When we say "girl power," we're often thinking of stories like Saglana Salchak's.
The 4-year-old girl, who lived with her grandparents on their remote farm deep in the taiga forest near the Mongolian border, woke up last month to find that her grandmother wasn't moving, according to The Guardian. They were 12 miles from the nearest village.
After talking to her blind grandfather about it, she decided to walk to the nearest home to ask for help. Their closest neighbor, however, lived five miles away.
Armed with only a box of matches, the little girl left her house and started her trek through the -29F-degree taiga. It took her several hours to walk the five miles to her neighbors' house, with the snow often reaching up to her chest. Fortunately, The Guardian reports, she didn't get stuck in the snow or encounter any wolves "that had at times attacked her grandparents' livestock."
She almost missed the neighbors' house because of all the undergrowth, but one of them spotted her.
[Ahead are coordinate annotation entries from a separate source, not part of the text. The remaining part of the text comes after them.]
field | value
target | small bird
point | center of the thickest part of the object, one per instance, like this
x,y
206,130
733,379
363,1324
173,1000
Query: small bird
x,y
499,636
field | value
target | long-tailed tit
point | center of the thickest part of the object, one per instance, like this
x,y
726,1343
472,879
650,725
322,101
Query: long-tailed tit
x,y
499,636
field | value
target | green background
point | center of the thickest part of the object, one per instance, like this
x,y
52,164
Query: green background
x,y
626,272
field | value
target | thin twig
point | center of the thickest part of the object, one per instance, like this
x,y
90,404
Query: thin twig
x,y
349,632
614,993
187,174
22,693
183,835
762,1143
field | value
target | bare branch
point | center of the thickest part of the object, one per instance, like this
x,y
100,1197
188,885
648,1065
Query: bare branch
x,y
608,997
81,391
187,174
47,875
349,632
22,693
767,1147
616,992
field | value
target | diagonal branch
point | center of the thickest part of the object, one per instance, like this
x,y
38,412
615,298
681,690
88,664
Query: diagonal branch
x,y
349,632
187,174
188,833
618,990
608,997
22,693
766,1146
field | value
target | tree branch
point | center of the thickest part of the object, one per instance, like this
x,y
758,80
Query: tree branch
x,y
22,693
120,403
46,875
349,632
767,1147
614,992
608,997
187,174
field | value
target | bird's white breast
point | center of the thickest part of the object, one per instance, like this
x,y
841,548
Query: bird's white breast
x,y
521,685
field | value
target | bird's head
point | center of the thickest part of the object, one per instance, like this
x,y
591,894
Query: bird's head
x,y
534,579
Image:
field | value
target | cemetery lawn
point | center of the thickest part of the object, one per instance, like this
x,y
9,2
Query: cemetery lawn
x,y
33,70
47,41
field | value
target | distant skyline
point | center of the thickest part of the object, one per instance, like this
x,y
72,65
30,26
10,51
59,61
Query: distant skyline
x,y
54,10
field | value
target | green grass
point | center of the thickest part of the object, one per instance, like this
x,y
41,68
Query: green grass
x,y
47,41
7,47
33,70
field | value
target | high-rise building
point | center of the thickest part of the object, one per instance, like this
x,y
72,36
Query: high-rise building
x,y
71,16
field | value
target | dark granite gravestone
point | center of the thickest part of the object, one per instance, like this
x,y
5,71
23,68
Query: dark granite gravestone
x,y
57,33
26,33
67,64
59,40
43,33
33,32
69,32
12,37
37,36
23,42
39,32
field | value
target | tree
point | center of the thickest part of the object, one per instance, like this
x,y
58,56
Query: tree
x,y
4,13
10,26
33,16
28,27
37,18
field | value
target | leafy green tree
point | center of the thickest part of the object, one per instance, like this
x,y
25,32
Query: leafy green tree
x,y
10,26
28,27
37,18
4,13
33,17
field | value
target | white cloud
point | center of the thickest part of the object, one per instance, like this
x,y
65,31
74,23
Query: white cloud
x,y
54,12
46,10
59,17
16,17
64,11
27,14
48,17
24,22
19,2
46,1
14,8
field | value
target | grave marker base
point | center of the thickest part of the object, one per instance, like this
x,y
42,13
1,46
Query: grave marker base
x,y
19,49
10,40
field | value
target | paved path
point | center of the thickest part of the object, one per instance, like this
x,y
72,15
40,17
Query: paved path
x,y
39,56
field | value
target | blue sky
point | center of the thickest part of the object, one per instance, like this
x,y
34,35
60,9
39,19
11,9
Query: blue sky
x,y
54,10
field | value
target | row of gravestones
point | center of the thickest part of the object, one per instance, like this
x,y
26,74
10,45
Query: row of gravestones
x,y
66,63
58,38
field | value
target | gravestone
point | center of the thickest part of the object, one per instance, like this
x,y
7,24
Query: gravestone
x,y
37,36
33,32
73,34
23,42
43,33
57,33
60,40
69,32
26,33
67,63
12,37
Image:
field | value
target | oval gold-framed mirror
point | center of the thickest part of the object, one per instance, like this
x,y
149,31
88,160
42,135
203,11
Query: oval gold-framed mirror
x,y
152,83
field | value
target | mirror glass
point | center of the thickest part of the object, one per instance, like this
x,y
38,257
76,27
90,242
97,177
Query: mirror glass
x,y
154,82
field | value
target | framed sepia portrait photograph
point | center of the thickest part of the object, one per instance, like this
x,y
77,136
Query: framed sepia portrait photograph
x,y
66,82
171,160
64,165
They called some medics from the village, who, after checking on Saglana, took her back to her grandparents'. They found that the grandmother had died of a heart attack.
Saglana told Russian newspaper Komsomolskaya Pravda that she wasn't scared during her journey. "I just walked, walked, and got there," she said. But she did say that she was hungry. She caught a cold after her trek, but quickly recovered at the local hospital. She's now living in a children's home and just celebrated her fifth birthday.
Locals are calling her a hero. "You can’t [easily] impress residents of the remote Tere-Kholsky district with extreme stories about taiga life. Nonetheless, the incident several days ago amazed even the old-timers in Kungurtug, the district centre," Tuva Online wrote.
However, the story has called Saglana's living conditions into question. A criminal case has been opened against the child's mother, who lives in another part of the region with her stepfather. There's also the fact that Saglana's grandparents didn't have a phone with which to call for help — according to some, the fault of the local government.
"Even in Soviet times, herders in Tuva had [material] privileges and radio communications," Sayana Mongush, a local activist and journalist told The Guardian. "But now in the 21st century a 4-year-old child has to go by foot only because there’s no connectivity. This is nonsense, and the crime is not by the girl's mother, but by the authorities."